Calendrier électoral : Ndiaga Sylla alerte sur le retard dans les préparatifs et interpelle l’administration électorale

L’expert électoral Ndiaga Sylla a exprimé ses préoccupations face au silence de l’administration électorale dans la préparation des prochaines élections locales. Invité, dimanche 23 août, de l’émission « Objection » sur Sud FM, il a relevé plusieurs incertitudes liées au calendrier électoral et aux opérations devant précéder le scrutin.

« Ce qui est surprenant, c’est que nous n’avons pas encore entendu l’administration électorale », a-t-il déclaré. Selon Ndiaga Sylla, l’organisation d’une élection repose sur une succession d’actes préparatoires, dont la fixation de la date du scrutin constitue un élément déterminant.

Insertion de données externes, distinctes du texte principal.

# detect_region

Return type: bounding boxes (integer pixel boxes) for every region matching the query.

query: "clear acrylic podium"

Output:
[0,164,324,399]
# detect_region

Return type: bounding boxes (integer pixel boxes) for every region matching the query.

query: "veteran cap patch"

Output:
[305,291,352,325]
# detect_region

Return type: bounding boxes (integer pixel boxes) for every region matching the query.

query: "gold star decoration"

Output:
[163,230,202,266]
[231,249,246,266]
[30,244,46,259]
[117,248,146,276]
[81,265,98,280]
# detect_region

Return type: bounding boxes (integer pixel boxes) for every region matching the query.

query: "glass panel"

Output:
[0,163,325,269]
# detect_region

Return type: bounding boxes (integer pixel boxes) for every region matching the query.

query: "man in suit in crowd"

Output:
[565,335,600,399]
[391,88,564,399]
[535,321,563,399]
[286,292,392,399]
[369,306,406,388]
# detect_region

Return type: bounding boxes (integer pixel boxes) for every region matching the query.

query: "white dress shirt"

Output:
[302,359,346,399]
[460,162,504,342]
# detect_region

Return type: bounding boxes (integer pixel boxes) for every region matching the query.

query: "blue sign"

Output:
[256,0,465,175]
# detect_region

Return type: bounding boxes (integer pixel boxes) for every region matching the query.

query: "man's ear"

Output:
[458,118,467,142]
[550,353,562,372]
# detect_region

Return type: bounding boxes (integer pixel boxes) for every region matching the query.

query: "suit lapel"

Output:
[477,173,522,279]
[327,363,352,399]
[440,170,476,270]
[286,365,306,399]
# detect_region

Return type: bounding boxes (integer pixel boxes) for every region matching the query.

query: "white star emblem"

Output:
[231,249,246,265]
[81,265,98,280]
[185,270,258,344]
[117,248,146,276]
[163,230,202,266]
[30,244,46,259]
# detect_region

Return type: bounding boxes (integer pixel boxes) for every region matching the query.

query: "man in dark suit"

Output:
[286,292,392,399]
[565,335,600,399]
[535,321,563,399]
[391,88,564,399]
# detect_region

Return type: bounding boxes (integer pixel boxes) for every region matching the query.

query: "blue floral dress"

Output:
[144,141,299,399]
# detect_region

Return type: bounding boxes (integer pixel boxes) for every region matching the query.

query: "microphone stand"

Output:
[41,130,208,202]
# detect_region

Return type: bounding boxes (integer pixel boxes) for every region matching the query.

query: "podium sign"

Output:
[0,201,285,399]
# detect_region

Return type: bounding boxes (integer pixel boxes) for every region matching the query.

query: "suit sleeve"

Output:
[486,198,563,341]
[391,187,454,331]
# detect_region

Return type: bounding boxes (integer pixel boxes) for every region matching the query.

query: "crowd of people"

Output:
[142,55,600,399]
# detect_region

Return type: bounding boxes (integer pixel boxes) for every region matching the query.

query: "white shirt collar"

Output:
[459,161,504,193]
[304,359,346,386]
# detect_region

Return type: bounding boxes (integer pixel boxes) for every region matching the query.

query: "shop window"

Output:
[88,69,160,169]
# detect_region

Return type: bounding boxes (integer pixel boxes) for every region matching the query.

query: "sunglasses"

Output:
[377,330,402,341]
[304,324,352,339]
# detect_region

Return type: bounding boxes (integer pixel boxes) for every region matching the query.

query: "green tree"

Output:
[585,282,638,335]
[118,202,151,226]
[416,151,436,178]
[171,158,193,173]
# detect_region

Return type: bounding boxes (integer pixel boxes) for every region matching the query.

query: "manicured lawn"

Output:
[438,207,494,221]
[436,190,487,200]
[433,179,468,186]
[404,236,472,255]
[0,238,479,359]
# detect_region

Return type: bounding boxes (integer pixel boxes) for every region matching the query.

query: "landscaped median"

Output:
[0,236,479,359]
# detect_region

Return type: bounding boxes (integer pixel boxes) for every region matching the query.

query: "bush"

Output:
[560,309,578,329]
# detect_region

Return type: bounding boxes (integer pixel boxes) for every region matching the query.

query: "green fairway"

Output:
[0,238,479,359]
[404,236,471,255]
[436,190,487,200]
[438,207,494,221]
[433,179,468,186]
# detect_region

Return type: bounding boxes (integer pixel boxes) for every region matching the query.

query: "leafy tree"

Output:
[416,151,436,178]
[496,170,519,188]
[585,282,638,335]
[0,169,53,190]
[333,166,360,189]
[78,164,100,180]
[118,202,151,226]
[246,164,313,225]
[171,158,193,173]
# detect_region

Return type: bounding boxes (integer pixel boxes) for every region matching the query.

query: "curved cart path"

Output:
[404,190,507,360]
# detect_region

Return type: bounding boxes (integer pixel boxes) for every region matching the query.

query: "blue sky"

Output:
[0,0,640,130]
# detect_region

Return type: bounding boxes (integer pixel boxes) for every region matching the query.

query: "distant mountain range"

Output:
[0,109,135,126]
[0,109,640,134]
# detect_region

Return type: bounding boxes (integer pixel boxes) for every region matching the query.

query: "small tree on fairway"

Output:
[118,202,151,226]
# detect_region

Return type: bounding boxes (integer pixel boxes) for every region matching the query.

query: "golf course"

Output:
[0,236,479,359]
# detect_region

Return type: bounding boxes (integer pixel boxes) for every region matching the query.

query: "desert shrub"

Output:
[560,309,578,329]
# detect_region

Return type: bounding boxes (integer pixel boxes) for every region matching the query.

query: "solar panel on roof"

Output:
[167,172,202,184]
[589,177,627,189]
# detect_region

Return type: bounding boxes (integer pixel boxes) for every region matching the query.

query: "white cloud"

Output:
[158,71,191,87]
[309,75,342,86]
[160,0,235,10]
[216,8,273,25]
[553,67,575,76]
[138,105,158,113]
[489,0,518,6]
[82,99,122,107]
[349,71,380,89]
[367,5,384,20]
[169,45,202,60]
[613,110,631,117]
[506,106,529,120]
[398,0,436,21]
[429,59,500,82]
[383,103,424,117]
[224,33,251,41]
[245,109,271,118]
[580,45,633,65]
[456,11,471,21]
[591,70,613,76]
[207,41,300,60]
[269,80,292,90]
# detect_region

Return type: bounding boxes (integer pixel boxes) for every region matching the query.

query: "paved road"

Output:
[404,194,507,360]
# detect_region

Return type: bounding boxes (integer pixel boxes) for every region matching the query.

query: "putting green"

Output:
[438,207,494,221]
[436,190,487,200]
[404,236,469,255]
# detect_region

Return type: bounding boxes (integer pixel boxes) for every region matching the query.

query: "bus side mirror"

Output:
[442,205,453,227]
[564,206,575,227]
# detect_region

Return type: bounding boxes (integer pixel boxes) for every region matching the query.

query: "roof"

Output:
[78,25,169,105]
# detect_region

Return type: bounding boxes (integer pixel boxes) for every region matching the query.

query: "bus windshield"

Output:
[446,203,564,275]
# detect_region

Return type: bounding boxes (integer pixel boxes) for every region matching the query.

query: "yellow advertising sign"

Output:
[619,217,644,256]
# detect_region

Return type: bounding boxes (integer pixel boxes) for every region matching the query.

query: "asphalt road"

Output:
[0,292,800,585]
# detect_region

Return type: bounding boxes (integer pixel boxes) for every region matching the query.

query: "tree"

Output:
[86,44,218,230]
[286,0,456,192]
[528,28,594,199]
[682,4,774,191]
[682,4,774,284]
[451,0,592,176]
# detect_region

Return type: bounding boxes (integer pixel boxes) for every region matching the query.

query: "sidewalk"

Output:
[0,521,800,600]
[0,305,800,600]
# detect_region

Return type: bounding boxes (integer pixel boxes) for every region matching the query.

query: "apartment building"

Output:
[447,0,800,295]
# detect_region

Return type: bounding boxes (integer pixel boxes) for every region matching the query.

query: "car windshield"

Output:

L’expert électoral a notamment tenu à distinguer le décret fixant la date des élections de celui portant convocation du corps électoral. Pour les élections municipales et départementales, le Code électoral prévoit que la convocation du corps électoral intervient au plus tard 90 jours avant le scrutin. En revanche, précise-t-il, la date des élections est fixée par décret conformément à l’article L.63, sans délai précis imposé pour cette décision.

Cette absence de délai ne signifie toutefois pas, selon Ndiaga Sylla, que les autorités disposent d’une totale liberté de calendrier. Plusieurs opérations dépendent directement de la date du scrutin, notamment la révision des listes électorales, le dépôt des candidatures et la fixation du cautionnement.

« Normalement, on ne devrait pas rester jusqu’à avant-hier sans que la date des élections ne soit fixée », a-t-il soutenu, en référence au vendredi 21 août. Il insiste également sur la nécessité de prévoir suffisamment de temps pour l’enrôlement des électeurs. « Si on veut réussir l’enrôlement des électeurs, il faut se donner au minimum six mois », a-t-il estimé.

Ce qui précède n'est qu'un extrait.